How would they acquire their first 10, 50, and 100 customers
- First 10: Founder‑led, high‑touch pilots with known contacts and early insurance broker leads; do hands‑on onboarding to connect accounts and build first triggers, then capture case studies and security requirements to reduce adoption friction (YC listing, use cases, integrations, trust portal).
- First 50: Target adjacent communities (execs/consultants groups, broker associations) with 4–6 week paid pilots and clear acceptance criteria; offer ready‑made templates, referral incentives, and team discounts, and publish pilot outcomes to fuel sales (use cases, patch notes, integrations).
- First 100: Productize onboarding with a template library and stronger self‑serve across messaging adapters; layer channel partners (e.g., Notion/Trello/Drive ecosystems) and provide clear compliance docs/audit trails to close regulated teams at scale (docs web app, integrations, trust portal).

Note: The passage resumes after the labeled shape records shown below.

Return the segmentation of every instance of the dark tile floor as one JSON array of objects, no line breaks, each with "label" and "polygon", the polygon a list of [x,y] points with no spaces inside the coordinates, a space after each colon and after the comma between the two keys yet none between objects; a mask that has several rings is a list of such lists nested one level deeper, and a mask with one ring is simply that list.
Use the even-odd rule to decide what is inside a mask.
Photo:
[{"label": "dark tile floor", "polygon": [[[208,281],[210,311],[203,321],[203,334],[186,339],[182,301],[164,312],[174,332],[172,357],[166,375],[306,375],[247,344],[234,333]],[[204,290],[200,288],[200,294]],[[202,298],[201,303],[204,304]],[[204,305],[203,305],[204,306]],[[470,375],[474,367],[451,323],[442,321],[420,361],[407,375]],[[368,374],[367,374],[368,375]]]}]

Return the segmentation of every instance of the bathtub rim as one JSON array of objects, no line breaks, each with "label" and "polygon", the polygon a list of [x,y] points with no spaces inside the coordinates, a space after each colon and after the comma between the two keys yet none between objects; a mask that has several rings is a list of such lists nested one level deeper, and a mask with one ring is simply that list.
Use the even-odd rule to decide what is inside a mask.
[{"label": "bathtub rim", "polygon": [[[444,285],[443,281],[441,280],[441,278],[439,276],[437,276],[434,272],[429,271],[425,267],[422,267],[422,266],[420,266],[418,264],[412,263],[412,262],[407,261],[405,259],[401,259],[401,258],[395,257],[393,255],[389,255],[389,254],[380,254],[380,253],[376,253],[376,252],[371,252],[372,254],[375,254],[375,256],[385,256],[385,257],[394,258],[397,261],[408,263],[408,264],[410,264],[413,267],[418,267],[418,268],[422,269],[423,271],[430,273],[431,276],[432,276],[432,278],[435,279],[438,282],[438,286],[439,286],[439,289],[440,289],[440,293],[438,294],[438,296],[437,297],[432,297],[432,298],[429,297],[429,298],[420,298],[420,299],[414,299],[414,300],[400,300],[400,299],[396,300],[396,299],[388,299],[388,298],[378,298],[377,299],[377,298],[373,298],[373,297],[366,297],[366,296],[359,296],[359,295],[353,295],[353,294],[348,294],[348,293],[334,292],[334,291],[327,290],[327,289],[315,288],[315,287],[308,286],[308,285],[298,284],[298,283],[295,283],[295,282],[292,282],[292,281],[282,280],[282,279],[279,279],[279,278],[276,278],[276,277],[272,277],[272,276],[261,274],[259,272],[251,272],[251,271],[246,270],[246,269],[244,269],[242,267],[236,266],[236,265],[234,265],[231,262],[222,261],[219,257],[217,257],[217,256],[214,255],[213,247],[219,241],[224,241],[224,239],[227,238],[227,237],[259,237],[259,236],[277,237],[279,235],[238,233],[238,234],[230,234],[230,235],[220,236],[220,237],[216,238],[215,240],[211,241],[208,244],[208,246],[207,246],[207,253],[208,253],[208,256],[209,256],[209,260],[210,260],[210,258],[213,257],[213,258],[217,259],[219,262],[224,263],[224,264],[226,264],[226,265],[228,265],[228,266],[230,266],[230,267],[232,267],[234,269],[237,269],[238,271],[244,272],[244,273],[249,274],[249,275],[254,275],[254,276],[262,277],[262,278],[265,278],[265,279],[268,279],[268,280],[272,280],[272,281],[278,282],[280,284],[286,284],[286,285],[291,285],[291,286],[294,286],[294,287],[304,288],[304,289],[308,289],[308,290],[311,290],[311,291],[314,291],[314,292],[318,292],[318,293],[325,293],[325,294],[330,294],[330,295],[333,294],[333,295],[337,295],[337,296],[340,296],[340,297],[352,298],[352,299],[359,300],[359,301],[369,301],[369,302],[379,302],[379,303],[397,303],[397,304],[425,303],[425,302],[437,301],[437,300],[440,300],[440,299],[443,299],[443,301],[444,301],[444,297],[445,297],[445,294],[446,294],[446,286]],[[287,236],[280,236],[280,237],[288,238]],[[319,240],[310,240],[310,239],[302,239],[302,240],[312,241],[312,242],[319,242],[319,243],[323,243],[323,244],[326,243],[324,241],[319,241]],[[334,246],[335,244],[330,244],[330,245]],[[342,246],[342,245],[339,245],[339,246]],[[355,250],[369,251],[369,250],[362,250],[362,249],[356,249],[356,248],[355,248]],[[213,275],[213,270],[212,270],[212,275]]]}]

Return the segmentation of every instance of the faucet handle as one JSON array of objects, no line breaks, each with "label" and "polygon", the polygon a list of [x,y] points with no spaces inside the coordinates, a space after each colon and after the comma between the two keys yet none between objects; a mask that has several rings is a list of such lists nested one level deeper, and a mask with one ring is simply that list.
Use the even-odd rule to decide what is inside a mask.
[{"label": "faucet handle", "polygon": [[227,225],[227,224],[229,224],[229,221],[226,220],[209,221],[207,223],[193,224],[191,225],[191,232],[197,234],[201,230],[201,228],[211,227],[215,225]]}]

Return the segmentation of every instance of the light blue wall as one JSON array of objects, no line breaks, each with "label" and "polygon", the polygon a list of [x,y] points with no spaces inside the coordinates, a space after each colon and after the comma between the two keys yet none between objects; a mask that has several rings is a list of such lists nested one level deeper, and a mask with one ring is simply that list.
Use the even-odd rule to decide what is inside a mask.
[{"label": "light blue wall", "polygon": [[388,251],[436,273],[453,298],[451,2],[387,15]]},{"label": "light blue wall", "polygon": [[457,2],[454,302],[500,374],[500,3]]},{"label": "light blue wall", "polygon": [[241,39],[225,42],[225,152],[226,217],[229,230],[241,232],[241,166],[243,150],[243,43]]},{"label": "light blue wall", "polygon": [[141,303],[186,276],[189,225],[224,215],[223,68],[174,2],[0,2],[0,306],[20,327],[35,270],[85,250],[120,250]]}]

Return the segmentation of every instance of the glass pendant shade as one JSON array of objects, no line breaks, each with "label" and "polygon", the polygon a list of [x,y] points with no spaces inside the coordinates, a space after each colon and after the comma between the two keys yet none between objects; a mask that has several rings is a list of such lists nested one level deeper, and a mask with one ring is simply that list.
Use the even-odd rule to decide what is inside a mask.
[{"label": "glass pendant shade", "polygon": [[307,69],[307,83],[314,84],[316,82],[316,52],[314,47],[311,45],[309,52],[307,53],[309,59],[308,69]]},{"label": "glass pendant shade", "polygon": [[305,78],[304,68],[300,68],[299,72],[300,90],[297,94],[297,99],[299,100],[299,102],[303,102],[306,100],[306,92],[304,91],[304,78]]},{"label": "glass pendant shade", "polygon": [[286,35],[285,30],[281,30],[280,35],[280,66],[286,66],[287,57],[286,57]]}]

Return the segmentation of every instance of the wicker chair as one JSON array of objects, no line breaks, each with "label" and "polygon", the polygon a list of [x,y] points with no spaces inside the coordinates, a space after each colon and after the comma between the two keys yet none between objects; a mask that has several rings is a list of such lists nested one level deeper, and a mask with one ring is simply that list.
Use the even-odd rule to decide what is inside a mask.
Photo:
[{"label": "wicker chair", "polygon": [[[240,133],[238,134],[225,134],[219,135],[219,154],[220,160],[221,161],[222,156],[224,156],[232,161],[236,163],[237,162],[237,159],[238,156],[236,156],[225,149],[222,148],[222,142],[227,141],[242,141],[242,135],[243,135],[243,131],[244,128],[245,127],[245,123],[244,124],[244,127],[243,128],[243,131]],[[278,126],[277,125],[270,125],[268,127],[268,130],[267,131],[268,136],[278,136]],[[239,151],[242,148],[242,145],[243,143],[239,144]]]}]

What is the rough total addressable market
Top-down context:
Praxos spans three adjacent markets—conversational AI, AI agents, and RPA/workflow automation—totaling roughly USD 20–25B today and about USD 120–125B by 2030 when adding category forecasts, with substantial overlap among them (Grand View Conversational AI, Grand View AI agents, Grand View RPA, AI agents press release).
Bottom-up calculation:
As a beachhead, if Praxos targets ~500k early adopters across knowledge workers, SMB ops, and regulated teams in the US/EU with an average $30/user/month plan, that implies a ~$180M annual serviceable opportunity; expanding to 1M similar seats would imply ~$360M annually. These figures reflect the cross‑app assistant + automation bundle rather than any single category.
Assumptions:
- Average pricing of ~$30/user/month for assistant + automations.
- 500k–1M reachable early adopters across the listed personas in 2–4 years.
- Adoption constrained by integration coverage and compliance needs; overlap with existing tools reduces immediate penetration.
Who are some of their notable competitors
- OpenAI / ChatGPT (Apps & Actions): ChatGPT can connect to services like Gmail and Google Calendar via connectors/“apps” and GPT Actions to read and, with configured apps, create events or draft emails inside the chat interface; strong overlap on connected‑account actions but less focus on persistent, phone‑native messaging bots and cross‑platform triggers (OpenAI connectors, GPT Actions example).
- Microsoft 365 Copilot: Deeply integrated with Outlook, Teams, and Microsoft Graph to summarize mail, draft/send emails, schedule meetings, and run agents against Microsoft 365 content—strong on inbox/calendar in enterprise environments but tied to the Microsoft stack rather than multi‑chat, cross‑platform adapters (Copilot in Outlook, Microsoft 365 Copilot overview).
- Zapier: A leading no‑code automation platform that watches events across hundreds of apps and runs configured triggers/actions; overlaps with Praxos’s persistent automations but is a rules/flow builder rather than a conversational agent that users text/voice and that sends messages on their behalf in chat apps (Zapier integrations, Zapier triggers docs).
- Mem.ai: Positions as a personal ‘second brain’ with AI‑powered notes and chat over a private knowledge base; overlaps on memory/knowledge but focuses on capture/retrieval inside a notes app rather than executing cross‑platform actions or living in messaging apps (Mem product site).
- Front: A shared inbox/omnichannel communications tool that centralizes email, WhatsApp, SMS, and chat with workflow automation and AI‑assisted replies; overlaps when teams need unified messaging and automations, but it’s built as a shared inbox platform rather than a personal conversational agent across users’ own accounts (Front + Slack, Front + WhatsApp).